The development of high-intensity narrowband UVB lamps and, more recently, 308-nm excimer lamps, is enabling their use in a variety of home-use designs ranging from handheld devices to midsize panels. Midsize panels using high-intensity narrowband UVB lamps provide reasonable portability while allowing the treatment of relatively large body areas like the back and torso. These types of panels are well suited for skin conditions such as psoriasis and eczema that are considered moderate to severe and affect over 5% of the body area, especially if the affected body areas are contiguous. The lifetime of the lamps used in these types of systems is in the order of a hundred to a few hundred hours, after which the user must replace them.

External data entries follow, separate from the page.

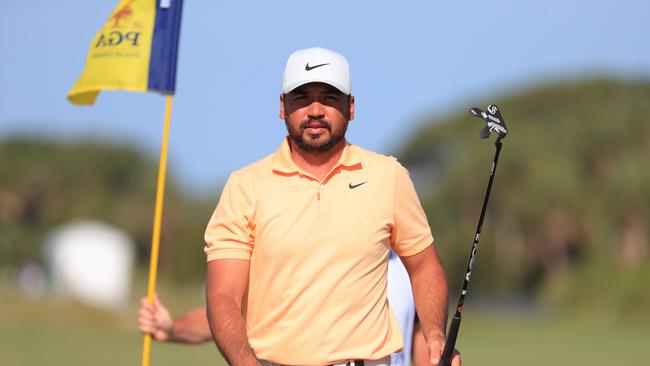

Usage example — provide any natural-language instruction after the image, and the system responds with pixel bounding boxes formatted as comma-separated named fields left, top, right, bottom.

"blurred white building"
left=44, top=220, right=135, bottom=309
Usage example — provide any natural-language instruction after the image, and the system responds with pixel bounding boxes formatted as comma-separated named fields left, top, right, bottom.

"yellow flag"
left=68, top=0, right=182, bottom=104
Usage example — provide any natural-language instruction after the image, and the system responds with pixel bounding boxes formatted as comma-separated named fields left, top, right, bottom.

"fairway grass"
left=0, top=292, right=650, bottom=366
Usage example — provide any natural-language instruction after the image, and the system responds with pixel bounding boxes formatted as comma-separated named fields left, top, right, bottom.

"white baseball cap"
left=282, top=48, right=352, bottom=95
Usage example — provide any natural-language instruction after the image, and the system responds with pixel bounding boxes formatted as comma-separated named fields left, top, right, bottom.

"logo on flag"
left=68, top=0, right=182, bottom=105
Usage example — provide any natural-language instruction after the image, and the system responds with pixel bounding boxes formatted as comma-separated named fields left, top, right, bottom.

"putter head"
left=469, top=104, right=508, bottom=141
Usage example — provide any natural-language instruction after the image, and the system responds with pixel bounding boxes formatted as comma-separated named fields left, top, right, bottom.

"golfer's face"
left=280, top=83, right=354, bottom=151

The 308-nm excimer lamp is unique in that it has the same wavelength as the 308-nm excimer laser, which is widely used by physicians to treat psoriasis and vitiligo. However, this is where the similarities end. The primary advantages of the laser system are that the light energy is delivered through a small light guide generally smaller than a psoriasis lesion and the irradiance is very high. This makes the laser system a very “targeted” system, allowing only the lesions to be treated, while avoiding healthy skin from being exposed to the UV light energy, thus reducing carcinogenesis and photoaging. Furthermore, the high irradiance of the laser system allows for rapid dose deposition and some studies suggest that the high irradiance of the laser system results in clearance in a lower cumulative dose when compared to treatment with traditional NB-UVB phototherapy. Since such a laser system is precluded from the home use market, engineers are turning to the 308-nm lamp source to design handheld home use devices for psoriasis and eczema treatments. The irradiance of a 308-nm lamp system is significantly less than a 308-nm laser system, and it does not have the same ability to “target” when compared to the laser system. The complexity and size of the high-voltage power source needed to operate the lamp, the cooling system for the lamp, and the reflective housing to project the light to the treatment area require the system to be plugged into an AC outlet and generally result in a larger and much heavier device when compared to a similar performing LED device.
Manufacturers at the cutting edge of home-use phototherapy systems are coupling their devices with cloud-based smart applications, which use data to optimize the patient experience and improve adherence. Instead of having to go to a dermatologist’s office multiple times per week, home UVB systems allow patients to treat themselves in privacy and on their schedule. This paradigm shift has increased patient adherence and their subsequent success with phototherapy.